Das konfrontiert uns mit der atemberaubenden Erkenntnis, dass es unmöglich ist, dem, was wir den Mikroben tun, irgendwohin auszuweichen. Wasser fließt überallhin, in ewigen Kreisläufen. Was es mit sich trägt, kann an jede Stelle der Erde gelangen. Aus der Quelle zum Menschen, aus dem Menschen in Erde, Flüsse und Meer, aufgenommen in die Wolken, wo man festgestellt hat, dass die Bakterien das Wetter mitbilden, indem ihre Aktivität Wärme bildet, die Regentropfen entweder schweben oder fallen lässt.[12]125 Hinabgeregnet in die Erdoberfläche, aufgenommen dort vom Lebendigen, hinabgesickert in die Tiefe des Untergrunds und wieder aufgestiegen in einer Quelle … Heilige Wege … Die Erde ist lebendiger, als viele meinen. Auch die Luft trägt Einzeller überallhin, im Kleinen beim Atemzug, beim Sprechen, bei geöffnetem Fenster, sowie im Großen, und vermischt sie überall. Sie steigen in die Höhe der Atmosphäre, und Winde blasen sie umher. Man geht von 2,2 Milliarden Tonnen Staub aus, die jährlich durch die Erdatmosphäre verfrachtet werden, und jedes von Wüstenstürmen von Kontinent zu Kontinent getragene Staubkorn kann Milliarden von Mikroben mit sich tragen.126 Wir und die Mikroben der Welt sind eins.
[1] Grundmatrix aus Polysacchariden, die »extrazelluläre polymere Substanz«, EPS.
[2] Stromatolithen, Gesteinsbildungen aus Biofilmen, sind die ältesten Fossilien der Erde, die man gefunden hat.
[3] Anaerob: ohne Sauerstoff lebend.
[4] Ein »Quorum« war in der römischen Politik die Mindestzahl von Mitgliedern, die im Senat für eine Abstimmung erforderlich waren. Das englische sensing leitet sich vom lateinischen sensus für »Wahrnehmung, Gefühl, Verstand« ab.
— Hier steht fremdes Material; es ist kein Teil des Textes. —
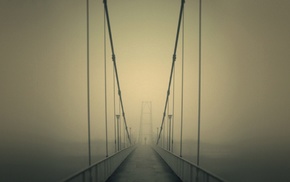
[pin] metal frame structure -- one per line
(185, 170)
(102, 170)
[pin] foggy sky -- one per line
(245, 77)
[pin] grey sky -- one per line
(245, 73)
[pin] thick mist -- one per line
(244, 85)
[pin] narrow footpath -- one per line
(143, 165)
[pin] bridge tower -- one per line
(146, 128)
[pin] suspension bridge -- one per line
(153, 157)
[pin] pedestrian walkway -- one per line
(143, 165)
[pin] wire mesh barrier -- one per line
(101, 170)
(185, 170)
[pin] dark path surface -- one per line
(143, 165)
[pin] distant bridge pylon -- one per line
(146, 128)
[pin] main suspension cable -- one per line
(105, 82)
(88, 84)
(172, 68)
(115, 67)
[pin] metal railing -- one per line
(185, 170)
(101, 170)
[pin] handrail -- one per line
(111, 164)
(185, 170)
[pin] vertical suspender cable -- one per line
(173, 99)
(88, 85)
(199, 86)
(115, 67)
(182, 85)
(172, 67)
(105, 80)
(115, 135)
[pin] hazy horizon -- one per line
(245, 85)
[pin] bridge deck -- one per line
(144, 164)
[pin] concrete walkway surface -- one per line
(143, 165)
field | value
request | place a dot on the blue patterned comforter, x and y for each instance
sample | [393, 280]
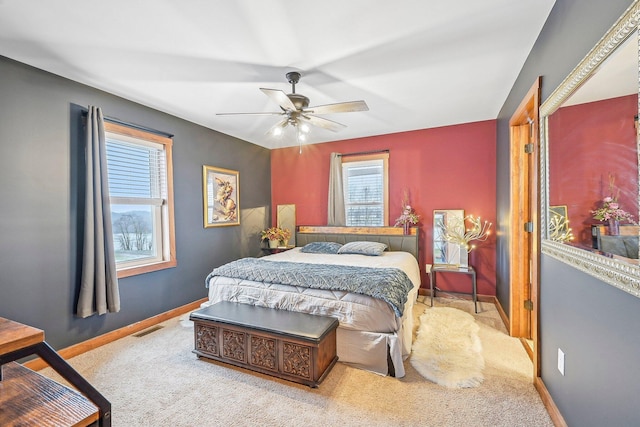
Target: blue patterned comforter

[5] Vor circa drei Milliarden Jahren die Cyanobakterien.
[6] Bei Pflanzen die Photosynthese praktizierenden Chloroplasten.
[7] Alle Lebewesen der Erde werden nach ihrer Gensubstanz in Domänen unterteilt: die Prokaryoten ohne Zellkern und die Eukaryoten, zu denen der Mensch zählt, mit Zellkern. Im Zellkern wird die genetische Information von einer Doppelmembran eingehüllt.
[8] Diese Anhaltswerte schwanken und sind abhängig von Alter, Konstitution und Gesundheitszustand. Binnen weniger Jahre haben sich alle Zellen eines Körpers erneuert.
[9] Als »Mikrobiota« bezeichnet man die Zusammensetzung der Bakterienarten in einem Lebensraum.
[10] »Zyt-« ist ein Wortbildungselement mit der Bedeutung »Zelle« (vom griechischen kýtos für »Höhlung, Wölbung«). Das Wort metreĩn heißt »messen, zählen«. Bei der Zytometrie wird eine Flüssigkeit beobachtet, während sie zügig durch eine feine Glaskapillare strömt.
[11] KBE, Messgröße zur Ermittlung der Bakterienzellzahlen durch Kultivieren eines Ausstrichs auf einer Nährstoffplatte.
[12] Wetterbildende Mikroben sind überwiegend pflanzlichen Ursprungs. Werden Wälder abgeholzt, wirkt dies daher über die Mikroben auf das Klima. Von kranken Pflanzen können Bakterien abgegeben werden, die Eiskristalle in Wolken bilden.